Normally, the body's immune mechanism produces antibodies to fight agents, such as invading bacteria. This response is generally beneficial to the individual, although much recent work has gone into suppressing the response so that foreign organs can be transplanted.

However, it is now recognized that the body's natural rejection mechanism can sometimes be mistakenly directed toward the body itself. In some way the individual's capacity to distinguish what is native from what is foreign is disrupted; the patient attempts to produce immunity to himself-and proceeds to attack certain of his own tissues, leading to "a chronic civil war within the body."

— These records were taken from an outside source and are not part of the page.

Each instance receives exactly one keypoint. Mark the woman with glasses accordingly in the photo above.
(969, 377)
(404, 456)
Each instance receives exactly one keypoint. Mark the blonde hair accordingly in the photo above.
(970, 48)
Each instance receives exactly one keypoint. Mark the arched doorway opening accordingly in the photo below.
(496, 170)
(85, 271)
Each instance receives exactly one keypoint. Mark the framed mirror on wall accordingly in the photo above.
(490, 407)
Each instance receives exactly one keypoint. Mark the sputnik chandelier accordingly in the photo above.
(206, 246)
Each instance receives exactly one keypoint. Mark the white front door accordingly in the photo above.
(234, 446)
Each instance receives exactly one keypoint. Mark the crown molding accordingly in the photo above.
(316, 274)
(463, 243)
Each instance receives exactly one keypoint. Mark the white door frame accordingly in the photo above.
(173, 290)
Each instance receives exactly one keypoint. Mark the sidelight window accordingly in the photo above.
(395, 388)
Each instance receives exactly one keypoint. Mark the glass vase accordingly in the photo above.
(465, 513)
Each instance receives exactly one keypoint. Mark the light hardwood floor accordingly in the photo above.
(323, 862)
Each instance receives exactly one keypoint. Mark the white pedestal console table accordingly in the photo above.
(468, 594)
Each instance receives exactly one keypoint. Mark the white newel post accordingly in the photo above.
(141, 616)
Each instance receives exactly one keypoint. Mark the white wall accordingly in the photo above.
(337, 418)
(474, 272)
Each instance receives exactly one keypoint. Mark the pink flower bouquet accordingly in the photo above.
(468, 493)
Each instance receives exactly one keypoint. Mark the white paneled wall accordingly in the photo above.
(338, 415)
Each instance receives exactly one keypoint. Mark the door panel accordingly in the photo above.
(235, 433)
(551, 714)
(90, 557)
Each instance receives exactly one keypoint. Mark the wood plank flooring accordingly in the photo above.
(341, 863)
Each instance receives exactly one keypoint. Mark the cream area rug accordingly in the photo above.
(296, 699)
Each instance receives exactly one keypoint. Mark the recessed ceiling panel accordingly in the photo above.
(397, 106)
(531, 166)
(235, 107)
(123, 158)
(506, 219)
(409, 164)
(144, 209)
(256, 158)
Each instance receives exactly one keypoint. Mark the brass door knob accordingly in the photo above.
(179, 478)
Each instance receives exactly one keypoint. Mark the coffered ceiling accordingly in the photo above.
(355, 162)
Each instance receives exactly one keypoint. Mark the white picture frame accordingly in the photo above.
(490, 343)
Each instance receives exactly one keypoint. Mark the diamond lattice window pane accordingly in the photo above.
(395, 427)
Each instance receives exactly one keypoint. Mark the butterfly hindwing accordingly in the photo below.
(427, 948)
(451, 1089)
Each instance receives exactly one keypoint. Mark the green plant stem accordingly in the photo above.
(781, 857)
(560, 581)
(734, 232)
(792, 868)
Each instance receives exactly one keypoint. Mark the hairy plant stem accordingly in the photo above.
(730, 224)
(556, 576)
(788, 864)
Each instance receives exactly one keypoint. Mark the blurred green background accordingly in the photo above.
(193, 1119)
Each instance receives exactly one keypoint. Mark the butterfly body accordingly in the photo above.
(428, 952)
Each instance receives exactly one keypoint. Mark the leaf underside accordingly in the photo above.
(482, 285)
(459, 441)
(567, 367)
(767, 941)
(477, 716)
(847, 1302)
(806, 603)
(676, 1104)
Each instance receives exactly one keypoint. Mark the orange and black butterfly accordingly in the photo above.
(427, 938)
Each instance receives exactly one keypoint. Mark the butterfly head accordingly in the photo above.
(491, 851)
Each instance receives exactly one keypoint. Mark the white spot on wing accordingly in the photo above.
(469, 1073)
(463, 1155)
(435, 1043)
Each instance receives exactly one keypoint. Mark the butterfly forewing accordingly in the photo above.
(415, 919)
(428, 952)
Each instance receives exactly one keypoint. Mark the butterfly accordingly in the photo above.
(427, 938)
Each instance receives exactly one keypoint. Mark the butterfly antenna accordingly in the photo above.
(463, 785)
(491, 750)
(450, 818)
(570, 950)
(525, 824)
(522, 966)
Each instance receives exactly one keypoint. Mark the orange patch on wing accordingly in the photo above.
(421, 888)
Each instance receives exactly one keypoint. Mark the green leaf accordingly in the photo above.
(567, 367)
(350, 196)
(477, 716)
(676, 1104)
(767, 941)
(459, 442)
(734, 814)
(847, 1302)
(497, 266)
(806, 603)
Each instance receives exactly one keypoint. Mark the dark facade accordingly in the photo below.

In the case of lupus, the patient produces several sorts of antibodies against himself. One of these attacks DNA, the genetic substance of chromosomes. This damaged DNA is later ingested by white cells, producing the characteristic bluish lumps. However, SLE patients also produce other auto-antibodies, which are seen in other conditions. Thus Mrs. Murphy was found to have anti-DNA antibodies, increased gamma globulin, and antibodies against thyroid, as well as antibodies found in rheumatoid arthritis.

Immune disorders as a cause or complication of illness are now suspected for a great range of diseases, including rheumatic fever, pernicious anemia, myasthenia gravis, multiple sclerosis, Hashimoto's thryoiditis, and glomerulonephritis. Immune and auto-immune mechanisms are thus of considerable interest; investigation of these mechanisms represents one of the major thrusts of current medical research.

For systemic lupus erythematosus, however, there is no cure and no good information on prognosis. Patients have died within a few months of onset; others have lived fifteen or twenty years. For Mrs. Murphy, therapy consisted of diuretics, which resulted in loss of thirty-two pounds of fluid, and a cautious trial of corticosteroids to suppress some effects of the disease. She was discharged feeling well and returned to her job.

The case of Mrs. Murphy illustrates an important function of the ward patient in the university hospital that differentiates him from the private patient: the ward patient is there in part to help turn students into doctors. For the patient, this has its drawbacks as well as its advantages.

First, to clarify some terms:

A medical student is anyone with a bachelor's degree who is in the midst of four years of graduate work leading to the M.D. degree, but not yet to a license to practice. To be licensed, he must spend an additional year as an intern in a teaching hospital.

An intern is thus anyone with an M.D. who is in his first year out of medical school. An intern is licensed to practice only within the hospital. After a year of internship, he could theoretically leave and begin private practice, but practically nobody does. Instead, interns go on to become residents.

A resident is anyone who has finished his internship and is continuing with more specialized training in such areas as pediatrics, surgery, internal medicine, or psychiatry. A residency may be taken at the same hospital as the internship or at another; residencies last from two to six years, depending on the field.